I caught myself in a fearful thought-spiral one day in early July. Out loud, I said STOP. Out loud, I said what I have told myself a thousand times, and have told clients over and over again: Worrying about what has not happened is not useful. If something bad does happen, you will deal with it then. It is highly unlikely that anything awful will happen. If it does, you will deal.
Seven days later, the highly unlikely did happen. And you know what? My fear sensors never made a sound. No panic. No anxiety that morning. Nothing. When I needed my acute sensitivity to all things dangerous and bad, it failed.
In the years following, my anxiety went through the roof. It didn’t matter that it had proven itself highly ineffective in predicting or preventing catastrophe. Anxiety is an addictive drug, made all the more powerful by knowing that unlikely shit does happen, and there is nothing you can do.
I tell you this story because I bet you can relate.

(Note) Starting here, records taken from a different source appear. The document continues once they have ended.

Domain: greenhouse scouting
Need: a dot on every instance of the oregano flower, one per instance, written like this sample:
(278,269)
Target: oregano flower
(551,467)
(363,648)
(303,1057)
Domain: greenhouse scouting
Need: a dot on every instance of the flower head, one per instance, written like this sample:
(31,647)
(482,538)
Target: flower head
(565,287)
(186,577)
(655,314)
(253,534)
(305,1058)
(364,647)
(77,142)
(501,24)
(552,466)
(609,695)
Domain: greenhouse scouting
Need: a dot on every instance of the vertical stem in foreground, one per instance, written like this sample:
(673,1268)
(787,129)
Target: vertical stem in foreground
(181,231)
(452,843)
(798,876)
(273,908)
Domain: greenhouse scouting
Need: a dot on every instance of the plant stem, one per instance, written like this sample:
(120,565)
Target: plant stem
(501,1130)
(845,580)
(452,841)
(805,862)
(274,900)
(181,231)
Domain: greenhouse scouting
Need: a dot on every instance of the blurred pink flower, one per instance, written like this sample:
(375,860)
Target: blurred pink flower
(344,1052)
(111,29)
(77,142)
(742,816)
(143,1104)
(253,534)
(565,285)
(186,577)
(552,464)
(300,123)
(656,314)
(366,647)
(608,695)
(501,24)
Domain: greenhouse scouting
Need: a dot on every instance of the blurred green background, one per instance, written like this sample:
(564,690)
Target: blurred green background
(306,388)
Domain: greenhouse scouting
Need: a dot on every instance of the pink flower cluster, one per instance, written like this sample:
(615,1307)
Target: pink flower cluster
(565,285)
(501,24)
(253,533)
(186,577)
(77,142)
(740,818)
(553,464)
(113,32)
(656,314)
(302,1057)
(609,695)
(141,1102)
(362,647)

Anxiety is an addictive drug, made all the more powerful by knowing that unlikely shit does happen, and there is nothing you can do to stop it. So you'll need something more than positive thoughts to get you through. Click To TweetFreak accidents, out of order deaths, horrible, nightmare events — these things happen. To us. To me. To you. When anxiety steals into your mind and your heart, you can’t just quiet it down by telling your thoughts they’re illogical: Past reality trumps alleged logic. Add in the fact that those of us who have lost someone close are extra vigilant: We guard against more loss, more fear, more helplessness in the face of the randomness of life. It’s a small, hard way to live. Anxiety is exhausting.
So what can you do when that fear starts pumping through your body and your mind? How can you talk yourself off that cliff of anxiety that can’t be calmed by any ordinary means?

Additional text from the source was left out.